Briefs (right)AMA to Develop Measure
Of Medical Care Quality
By Robert Pear
THE NEW YORK TIMES WASHINGTON
The American Medical Association has signed a pact with Congress promising to develop more than 100 standard measures of performance, which doctors will report to the federal government in an effort to upgrade the quality of care.
The deal comes as the Bush administration pushes “pay for performance” arrangements with various health care providers in an effort to publicize their performance and link Medicare payment to quality. And it mirrors efforts in the private sector, where consumer groups, insurance companies and large employers who pay for health care are demanding more information on the quality of care.
The performance measures are supposed to focus on diagnostic tests and treatments that are known to produce better outcomes for patients — longer lives, improved quality of life and fewer complications. Federal officials say tracking how well and efficiently doctors or hospitals treat heart attacks and illnesses like diabetes or pneumonia could provide consumers with useful information.
The idea has strong support in Congress and from AARP, the lobby for older Americans, but some medical specialists said they were surprised by the deal. Many doctors said they feared the information could be used by the government to justify cutting the Medicare fees they receive.
Radioshack Chief Resigns
By Floyd Norris
THE NEW YORK TIMES
David J. Edmondson resigned as the chief executive of RadioShack on Monday, only days after he told investors that he intended to stay on despite the revelation that he had lied to the company about his education by claiming two college degrees when he had none.
Leonard H. Roberts, the executive chairman of the company, who had chosen Edmondson to be his successor as chief executive, announced the departure, which he said was a mutual decision between the board and Edmondson.
“When our company’s credibility becomes based on a single individual, it is time for a change,” he told a news conference. “One of the most important things we have as a corporation is integrity and trust. We have to restore that back to the company.”
He said the board made the final decision Monday morning, though it came only after negotiations were completed that resulted in a severance payment for Edmondson of less than $1 million in cash.
He said the payment was less than provided in Edmondson’s contract, but conceded that any payment would be questioned by some. “The average employee just doesn’t understand,” he said. “The company needs protection in terms of noncompete, and his ability to solicit our employees.”
Israel Suspends Sending Receipts To Palestinians
By Steven Erlanger
THE NEW YORK TIMES JERUSALEM
Israel’s Cabinet decided Sunday to immediately freeze the transfer of about $50 million a month in tax and customs receipts due to the Palestinian Authority, arguing that the swearing in of a Hamas-dominated legislature on Saturday meant that the Palestinians were now led by the militant group.
“It is clear that in the light of the Hamas majority in the parliament and the instructions to form a new government that were given to the head of Hamas, the Palestinian Authority is in practice becoming a terrorist authority,” Ehud Olmert, the acting prime minister, told his Cabinet. “The state of Israel will not agree to this.”
Although the Cabinet decided to hold back on other penalties it had been considering, its move to withhold the receipts immediately put it at odds with its main ally, the United States, and the other members of the so-called quartet — the European Union, Russia and the United Nations — that has been promoting peace efforts between Israel and the Palestinians.

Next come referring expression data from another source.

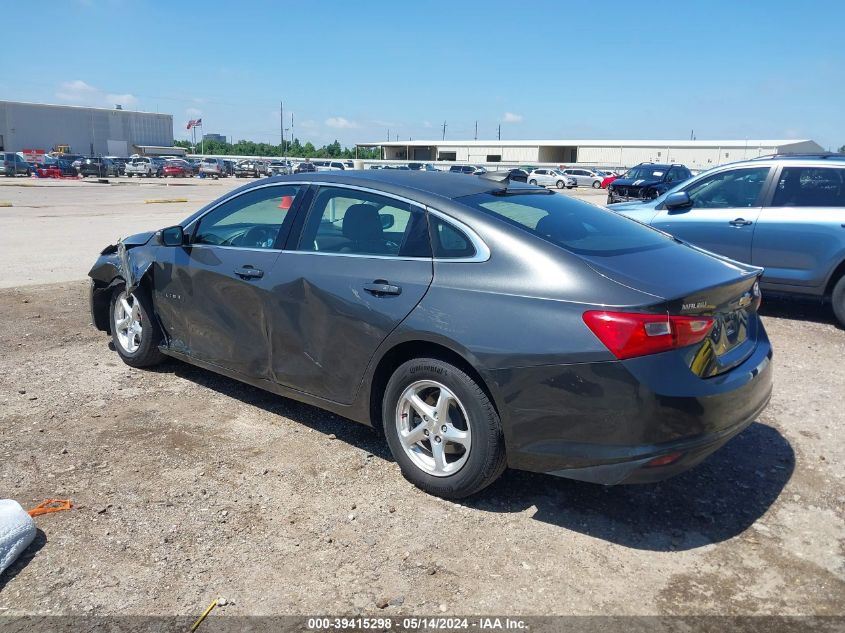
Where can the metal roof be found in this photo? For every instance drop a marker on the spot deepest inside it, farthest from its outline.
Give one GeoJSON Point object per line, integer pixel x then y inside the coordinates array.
{"type": "Point", "coordinates": [732, 143]}
{"type": "Point", "coordinates": [80, 107]}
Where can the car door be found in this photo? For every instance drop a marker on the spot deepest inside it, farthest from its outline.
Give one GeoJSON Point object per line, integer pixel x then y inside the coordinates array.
{"type": "Point", "coordinates": [800, 234]}
{"type": "Point", "coordinates": [212, 293]}
{"type": "Point", "coordinates": [361, 264]}
{"type": "Point", "coordinates": [723, 214]}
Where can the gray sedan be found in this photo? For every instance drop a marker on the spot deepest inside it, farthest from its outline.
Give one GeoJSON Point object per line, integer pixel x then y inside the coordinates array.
{"type": "Point", "coordinates": [479, 323]}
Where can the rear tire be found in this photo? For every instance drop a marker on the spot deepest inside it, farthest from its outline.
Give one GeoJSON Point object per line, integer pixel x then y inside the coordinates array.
{"type": "Point", "coordinates": [135, 333]}
{"type": "Point", "coordinates": [473, 438]}
{"type": "Point", "coordinates": [837, 298]}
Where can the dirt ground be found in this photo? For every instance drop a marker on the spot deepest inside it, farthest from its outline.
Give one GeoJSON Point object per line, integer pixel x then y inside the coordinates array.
{"type": "Point", "coordinates": [189, 486]}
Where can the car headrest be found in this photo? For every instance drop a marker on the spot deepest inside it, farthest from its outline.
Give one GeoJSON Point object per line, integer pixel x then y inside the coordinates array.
{"type": "Point", "coordinates": [362, 222]}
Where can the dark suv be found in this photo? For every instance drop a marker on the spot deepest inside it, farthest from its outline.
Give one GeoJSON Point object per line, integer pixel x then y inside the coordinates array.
{"type": "Point", "coordinates": [97, 166]}
{"type": "Point", "coordinates": [14, 165]}
{"type": "Point", "coordinates": [646, 181]}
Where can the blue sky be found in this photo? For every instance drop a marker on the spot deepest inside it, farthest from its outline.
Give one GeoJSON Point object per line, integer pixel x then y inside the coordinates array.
{"type": "Point", "coordinates": [353, 69]}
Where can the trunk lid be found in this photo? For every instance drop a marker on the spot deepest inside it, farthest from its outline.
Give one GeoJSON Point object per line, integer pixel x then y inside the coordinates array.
{"type": "Point", "coordinates": [691, 282]}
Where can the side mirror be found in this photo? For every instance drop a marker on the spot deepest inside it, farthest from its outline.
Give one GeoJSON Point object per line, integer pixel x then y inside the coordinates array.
{"type": "Point", "coordinates": [677, 201]}
{"type": "Point", "coordinates": [172, 236]}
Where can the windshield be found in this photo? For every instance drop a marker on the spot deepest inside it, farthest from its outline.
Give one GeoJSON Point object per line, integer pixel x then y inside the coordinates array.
{"type": "Point", "coordinates": [577, 226]}
{"type": "Point", "coordinates": [646, 172]}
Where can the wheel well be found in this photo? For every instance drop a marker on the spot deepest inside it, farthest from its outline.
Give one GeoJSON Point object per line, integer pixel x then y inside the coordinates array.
{"type": "Point", "coordinates": [407, 351]}
{"type": "Point", "coordinates": [837, 274]}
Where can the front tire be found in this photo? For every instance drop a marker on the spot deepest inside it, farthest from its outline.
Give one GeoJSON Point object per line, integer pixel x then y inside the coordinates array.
{"type": "Point", "coordinates": [837, 298]}
{"type": "Point", "coordinates": [442, 429]}
{"type": "Point", "coordinates": [135, 333]}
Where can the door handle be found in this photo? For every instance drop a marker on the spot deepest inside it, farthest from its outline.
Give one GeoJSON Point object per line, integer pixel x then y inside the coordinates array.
{"type": "Point", "coordinates": [249, 272]}
{"type": "Point", "coordinates": [380, 288]}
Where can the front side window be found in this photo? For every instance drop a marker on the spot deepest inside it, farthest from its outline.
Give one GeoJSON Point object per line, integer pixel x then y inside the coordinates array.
{"type": "Point", "coordinates": [810, 187]}
{"type": "Point", "coordinates": [736, 188]}
{"type": "Point", "coordinates": [255, 219]}
{"type": "Point", "coordinates": [362, 223]}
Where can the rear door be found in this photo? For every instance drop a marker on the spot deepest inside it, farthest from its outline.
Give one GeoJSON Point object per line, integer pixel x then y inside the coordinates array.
{"type": "Point", "coordinates": [800, 235]}
{"type": "Point", "coordinates": [361, 264]}
{"type": "Point", "coordinates": [212, 294]}
{"type": "Point", "coordinates": [724, 212]}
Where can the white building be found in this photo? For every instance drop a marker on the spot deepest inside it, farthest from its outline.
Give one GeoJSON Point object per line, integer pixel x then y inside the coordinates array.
{"type": "Point", "coordinates": [614, 153]}
{"type": "Point", "coordinates": [90, 131]}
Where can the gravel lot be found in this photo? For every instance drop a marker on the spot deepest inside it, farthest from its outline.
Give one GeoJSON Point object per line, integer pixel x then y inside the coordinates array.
{"type": "Point", "coordinates": [190, 486]}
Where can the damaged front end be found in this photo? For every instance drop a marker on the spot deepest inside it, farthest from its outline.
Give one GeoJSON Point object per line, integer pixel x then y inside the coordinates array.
{"type": "Point", "coordinates": [124, 263]}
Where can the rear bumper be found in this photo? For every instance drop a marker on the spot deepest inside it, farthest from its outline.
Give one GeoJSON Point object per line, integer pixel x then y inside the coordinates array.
{"type": "Point", "coordinates": [603, 422]}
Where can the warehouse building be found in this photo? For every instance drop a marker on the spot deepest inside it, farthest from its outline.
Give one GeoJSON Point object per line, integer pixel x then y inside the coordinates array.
{"type": "Point", "coordinates": [614, 153]}
{"type": "Point", "coordinates": [91, 131]}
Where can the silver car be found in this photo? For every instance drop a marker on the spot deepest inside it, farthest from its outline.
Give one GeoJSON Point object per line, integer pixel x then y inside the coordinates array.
{"type": "Point", "coordinates": [586, 177]}
{"type": "Point", "coordinates": [550, 178]}
{"type": "Point", "coordinates": [783, 213]}
{"type": "Point", "coordinates": [213, 168]}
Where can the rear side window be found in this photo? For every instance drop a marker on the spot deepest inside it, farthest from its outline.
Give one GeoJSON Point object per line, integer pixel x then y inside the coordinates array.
{"type": "Point", "coordinates": [356, 222]}
{"type": "Point", "coordinates": [735, 188]}
{"type": "Point", "coordinates": [576, 226]}
{"type": "Point", "coordinates": [447, 241]}
{"type": "Point", "coordinates": [810, 187]}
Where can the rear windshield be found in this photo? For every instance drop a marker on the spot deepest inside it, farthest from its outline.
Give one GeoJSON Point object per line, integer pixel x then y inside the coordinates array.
{"type": "Point", "coordinates": [650, 172]}
{"type": "Point", "coordinates": [577, 226]}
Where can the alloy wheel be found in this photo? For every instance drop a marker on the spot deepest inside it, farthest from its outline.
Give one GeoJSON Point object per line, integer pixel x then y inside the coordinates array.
{"type": "Point", "coordinates": [433, 428]}
{"type": "Point", "coordinates": [127, 322]}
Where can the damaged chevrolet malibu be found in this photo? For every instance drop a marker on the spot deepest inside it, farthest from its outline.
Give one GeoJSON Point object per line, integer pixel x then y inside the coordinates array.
{"type": "Point", "coordinates": [480, 324]}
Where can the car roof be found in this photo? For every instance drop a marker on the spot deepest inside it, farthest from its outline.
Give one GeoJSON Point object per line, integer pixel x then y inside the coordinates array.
{"type": "Point", "coordinates": [413, 184]}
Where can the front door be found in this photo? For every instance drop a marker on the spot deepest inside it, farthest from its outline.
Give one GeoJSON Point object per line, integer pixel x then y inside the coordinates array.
{"type": "Point", "coordinates": [212, 294]}
{"type": "Point", "coordinates": [723, 215]}
{"type": "Point", "coordinates": [362, 264]}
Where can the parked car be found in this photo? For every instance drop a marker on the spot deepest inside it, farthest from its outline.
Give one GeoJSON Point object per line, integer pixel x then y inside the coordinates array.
{"type": "Point", "coordinates": [141, 166]}
{"type": "Point", "coordinates": [467, 169]}
{"type": "Point", "coordinates": [785, 214]}
{"type": "Point", "coordinates": [607, 180]}
{"type": "Point", "coordinates": [14, 165]}
{"type": "Point", "coordinates": [617, 353]}
{"type": "Point", "coordinates": [250, 168]}
{"type": "Point", "coordinates": [551, 178]}
{"type": "Point", "coordinates": [213, 168]}
{"type": "Point", "coordinates": [586, 177]}
{"type": "Point", "coordinates": [646, 181]}
{"type": "Point", "coordinates": [518, 175]}
{"type": "Point", "coordinates": [305, 168]}
{"type": "Point", "coordinates": [422, 167]}
{"type": "Point", "coordinates": [57, 167]}
{"type": "Point", "coordinates": [279, 168]}
{"type": "Point", "coordinates": [177, 168]}
{"type": "Point", "coordinates": [119, 165]}
{"type": "Point", "coordinates": [98, 166]}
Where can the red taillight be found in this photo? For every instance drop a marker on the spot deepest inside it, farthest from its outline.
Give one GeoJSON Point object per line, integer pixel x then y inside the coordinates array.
{"type": "Point", "coordinates": [630, 334]}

The quartet has said that its funding for the Palestinian Authority will continue until a new Hamas-led government is in place, a process that could take five weeks or longer. Even as Israel acted to cut off money to the Palestinians, the quartet’s representative, James D. Wolfensohn, was in the Middle East talking with Arab countries in the Persian Gulf region to try to raise money for the Palestinian Authority until Hamas fully takes over the government.
The U.S. State Department said Sunday that it had no comment on the Israeli decision.
U.S. Reclassifies Many Documents In Secret Review
By Scott Shane
THE NEW YORK TIMES WASHINGTON
In a 7-year-old secret program at the National Archives, intelligence agencies have removed from public access thousands of historical documents that had been available for years, including some already published by the State Department and others photocopied years ago by private historians.
The restoration of classified status to more than 55,000 previously declassified pages began in 1999, when the Central Intelligence Agency and five other agencies objected to what they saw as a hasty release of sensitive information after a 1995 declassification order signed by President Bill Clinton. It accelerated after the Bush administration took office and especially after the 2001 terrorist attacks, according to archives records.
But because the reclassification program is itself shrouded in secrecy — governed by a still-classified memorandum that prohibits the National Archives even from saying which agencies are involved — it continued virtually without outside notice until December. That was when an intelligence historian, Matthew M. Aid, noticed that dozens of documents he had copied years ago had been withdrawn from the archives’ open shelves.